You see. And the other monk had him down as a magician. I see some people, who aren’t monastics and they have such good thoughts. But there are others, poor things, who are tortured by things that don’t actually exist and that even temptation couldn’t imagine.
There was one time when it rained after a long period of drought. I felt such gratitude to God that I sat in my kalyvi and kept repeating ‘Thank you, God, a million, a billion times’. Unknown to me there was a layman outside and he heard me. When he saw me afterwards, he said: ‘Father I’m shocked. I heard you saying “a million, a billion” and I wondered “What’s that Father Païsios is saying?”’. What could I say to him? There was I giving thanks to God and he thought I was counting money. And if it had been somebody else, they might have come back at night to rob me, given me a good hiding and they’d still have found nothing.
Another time, a man came to me with a sick child. I took him into the chapel to talk to him. When I’d heard him out, I told him that he also had to do something. ‘You don’t do prostrations, you don’t fast, you’ve got no money to give as alms. Say to God: “God, I’ve got nothing good to sacrifice for the health of my son, but at least I’ll try to stop smoking”.
The poor man was moved and promised he would do it. I opened the door for him to leave and he left his lighter and cigarettes in the middle of the chapel, underneath the icon of Christ. I didn’t see him doing it. After him, a young man came into the chapel to tell me something and then he went outside to have a smoke. I said to him, ‘You can’t smoke here, young man. Move a bit further away’. ‘But you can smoke in church?’ he asked me. He’d seen the packet and lighter that the father of the sick child had left and fallen prey to the thought that I smoked. I let him go with his thought. I mean, even if I smoked, would I do so in church? You see what bad thoughts are.
‘Elder, how much damage can conjecture and suspicion do to the soul?’
The damage is commensurate with the conjecture. Suspicion breeds disaffection.
‘How can it be cured?’
With good thoughts.
‘Elder, if you see that you’re off target one time, doesn’t that help?’
If you miss one time, well, all right. But if you miss twice you’ll cripple yourself.
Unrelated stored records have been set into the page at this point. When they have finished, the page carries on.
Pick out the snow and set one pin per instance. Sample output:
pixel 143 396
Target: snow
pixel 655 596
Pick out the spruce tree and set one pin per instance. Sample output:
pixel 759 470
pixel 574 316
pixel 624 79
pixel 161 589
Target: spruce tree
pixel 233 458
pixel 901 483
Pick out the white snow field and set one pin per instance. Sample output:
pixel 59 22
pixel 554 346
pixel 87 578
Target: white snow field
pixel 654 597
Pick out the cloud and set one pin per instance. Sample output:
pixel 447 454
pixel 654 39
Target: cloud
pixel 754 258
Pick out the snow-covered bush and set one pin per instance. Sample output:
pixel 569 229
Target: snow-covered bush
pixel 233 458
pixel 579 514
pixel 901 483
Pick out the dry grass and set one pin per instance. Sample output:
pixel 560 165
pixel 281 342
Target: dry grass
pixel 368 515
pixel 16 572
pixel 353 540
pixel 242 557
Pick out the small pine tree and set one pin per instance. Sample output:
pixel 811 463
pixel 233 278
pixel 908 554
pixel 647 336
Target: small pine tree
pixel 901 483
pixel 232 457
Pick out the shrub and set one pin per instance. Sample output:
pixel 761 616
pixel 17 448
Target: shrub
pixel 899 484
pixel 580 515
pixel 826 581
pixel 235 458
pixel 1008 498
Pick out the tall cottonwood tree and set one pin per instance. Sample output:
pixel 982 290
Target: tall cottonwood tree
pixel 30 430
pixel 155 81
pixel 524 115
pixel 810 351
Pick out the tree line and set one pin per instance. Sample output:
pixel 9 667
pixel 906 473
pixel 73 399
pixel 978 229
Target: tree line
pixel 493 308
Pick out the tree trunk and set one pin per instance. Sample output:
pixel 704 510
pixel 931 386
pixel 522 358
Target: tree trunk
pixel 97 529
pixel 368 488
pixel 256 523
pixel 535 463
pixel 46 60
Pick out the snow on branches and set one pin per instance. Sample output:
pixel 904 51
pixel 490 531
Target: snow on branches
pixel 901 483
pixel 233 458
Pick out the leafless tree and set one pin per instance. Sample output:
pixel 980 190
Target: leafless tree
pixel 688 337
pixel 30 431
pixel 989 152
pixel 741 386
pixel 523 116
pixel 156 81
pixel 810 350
We need to be careful, because if there’s one chance in a thousand that things aren’t what we think, we’ll be chastened. When I was in the monastery, it was Great Lent and one of the older monks, Father Dorotheos was frying zucchini. Another monk saw him as he was putting them in the pan and came to me and said: ‘Come and see. Old Dorotheos is frying red mullet this big’. I said, ‘But it’s Great Lent, Elder Dorotheos isn’t going to be frying red mullet’. ‘Yes, he is. I saw him with my own eyes. Great big red mullet’.
Elder Dorotheos had come to the Holy Mountain as a fifteen-year-old and was like a mother. If he saw a young monk who was sickly, he’d say: ‘Come here, I’ve got a secret to tell you’, and he’d give him some tahini with crushed walnuts or some such. And he looked after the elderly ones as well, depending. So I go to see Father Dorotheos and what do I find? He’s frying zucchini for the hospital.
‘But what if a suspicion about somebody turns out to be true, Elder?’
Well, if it does once, does that mean that it’ll always be the case with such bad thoughts? Besides, how do you know that God didn’t allow that thought to come true as a lesson in humility for the other person. And, of course, you have to be careful so as not to give other people cause to draw the wrong conclusions. If, for example somebody has a thought from the left about you, they may be moved by spite, but, equally, you might have given them cause. If, despite your carefulness, others think badly of you, glorify God and pray for them.